I'm not clear on what either of you are saying. I don't seem to have
a problem with latch inferrence mainly because I know what causes
inferred latches. It has nothing to do with sequential or non-
sequential languages. VHDL has non-sequential capabilities and I can
infer a latch using that.

a <= b when (c = '1'); -- use "c" as a latch enable

What am I missing?

Rick

Andy
Guest

Mon Apr 19, 2010 8:18 pm   



On Apr 14, 3:23 pm, Jan Decaluwe <j...@jandecaluwe.com> wrote:
Quote:

Seriously, that's why conversion to VHDL/Verilog gets so much
attention. It allows you to view MyHDL simply as a more effective
or fun way to create your trusted VHDL/Verilog design.

Therefore, no need to ask nor tell anyone. If you're intrigued,
just do it, and do it as a good engineer: start with a simple
but relevant module, not with a whole design. After conversion,
few will be able to tell (you may even get praise for the
code quality Smile).


And do what? Be forced into a design/coding paradigm that is the least
common denominator of verilog and vhdl?

No thanks, I don't need or want another code generator.

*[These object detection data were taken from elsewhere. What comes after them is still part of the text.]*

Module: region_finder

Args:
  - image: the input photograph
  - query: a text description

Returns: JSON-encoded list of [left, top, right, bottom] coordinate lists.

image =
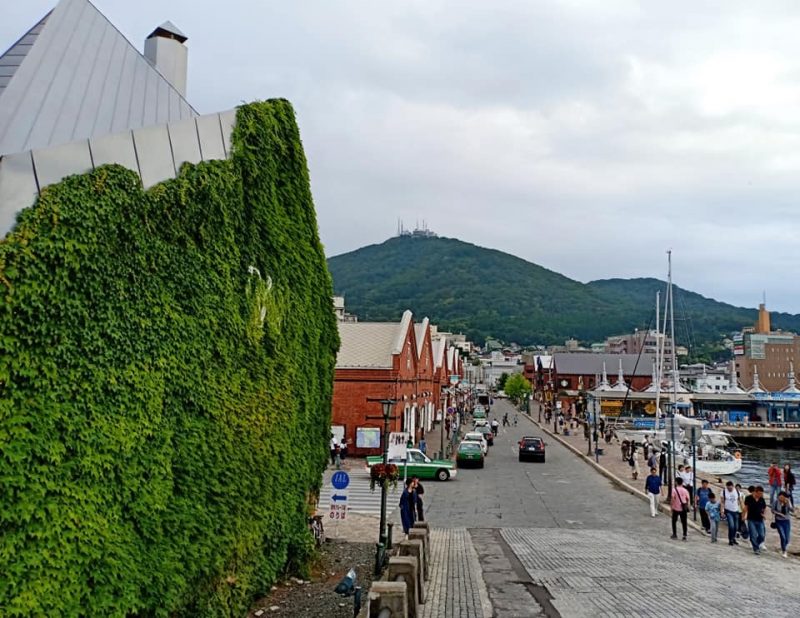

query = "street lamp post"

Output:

Code conversion is only applicable if you never have to read it or
maintain it in its converted form. I can't rely on myhdl in order to
maintain the source.

Andy

Jan Decaluwe
Guest

Mon Apr 19, 2010 11:56 pm   



On Apr 19, 7:18 pm, Andy <jonesa...@comcast.net> wrote:
Quote:
On Apr 14, 3:23 pm, Jan Decaluwe <j...@jandecaluwe.com> wrote:

Seriously, that's why conversion to VHDL/Verilog gets so much
attention. It allows you to view MyHDL simply as a more effective
or fun way to create your trusted VHDL/Verilog design.

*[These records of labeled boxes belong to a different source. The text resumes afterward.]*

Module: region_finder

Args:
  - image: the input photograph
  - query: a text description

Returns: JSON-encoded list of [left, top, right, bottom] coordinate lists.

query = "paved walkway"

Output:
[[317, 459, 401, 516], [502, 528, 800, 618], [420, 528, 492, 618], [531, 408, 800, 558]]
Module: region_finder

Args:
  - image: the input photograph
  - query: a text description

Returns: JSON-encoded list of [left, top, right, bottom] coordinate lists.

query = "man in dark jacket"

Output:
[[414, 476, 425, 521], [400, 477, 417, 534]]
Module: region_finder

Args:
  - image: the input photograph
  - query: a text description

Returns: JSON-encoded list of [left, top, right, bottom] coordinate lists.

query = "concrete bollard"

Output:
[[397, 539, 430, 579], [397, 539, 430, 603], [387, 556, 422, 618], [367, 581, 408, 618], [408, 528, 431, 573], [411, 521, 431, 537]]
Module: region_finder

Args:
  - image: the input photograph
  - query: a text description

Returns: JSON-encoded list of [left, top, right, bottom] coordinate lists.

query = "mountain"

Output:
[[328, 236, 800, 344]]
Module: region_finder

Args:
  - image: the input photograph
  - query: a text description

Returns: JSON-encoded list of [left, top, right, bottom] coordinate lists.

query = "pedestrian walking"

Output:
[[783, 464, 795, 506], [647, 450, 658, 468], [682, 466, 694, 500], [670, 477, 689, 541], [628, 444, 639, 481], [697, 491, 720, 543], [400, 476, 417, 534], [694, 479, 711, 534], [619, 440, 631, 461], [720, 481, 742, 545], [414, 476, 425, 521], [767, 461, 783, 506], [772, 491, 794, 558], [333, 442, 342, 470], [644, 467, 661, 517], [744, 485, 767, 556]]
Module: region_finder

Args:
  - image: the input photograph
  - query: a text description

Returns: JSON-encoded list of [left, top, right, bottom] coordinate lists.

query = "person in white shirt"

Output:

Therefore, no need to ask nor tell anyone. If you're intrigued,
just do it, and do it as a good engineer: start with a simple
but relevant module, not with a whole design. After conversion,
few will be able to tell (you may even get praise for the
code quality Smile).

And do what? Be forced into a design/coding paradigm that is the least
common denominator of verilog and vhdl?

Not necessarily, because conversion happens after elaboration
by the Python interpreter, and because MyHDL's type system
for RTL is at a more abstract level.

Quote:
No thanks, I don't need or want another code generator.

Sure, don't bother if it doesn't solve a real problem
for you. Just let it be an informed decision.

Please: don't call it code generation. It's essentially a
powerful HDL with strong conversion capabilities.

Also, last time I forgot to mention that there actually is
commercial support (though it may not be expensive enough
to impress you Smile)

http://www.myhdl.org/doku.php/support

Quote:
Code conversion is only applicable if you never have to read it or
maintain it in its converted form. I can't rely on myhdl in order to
maintain the source.

I wouldn't know why not. You can even maintain equivalent VHDL and
Verilog simultanuously. What other technology can do that?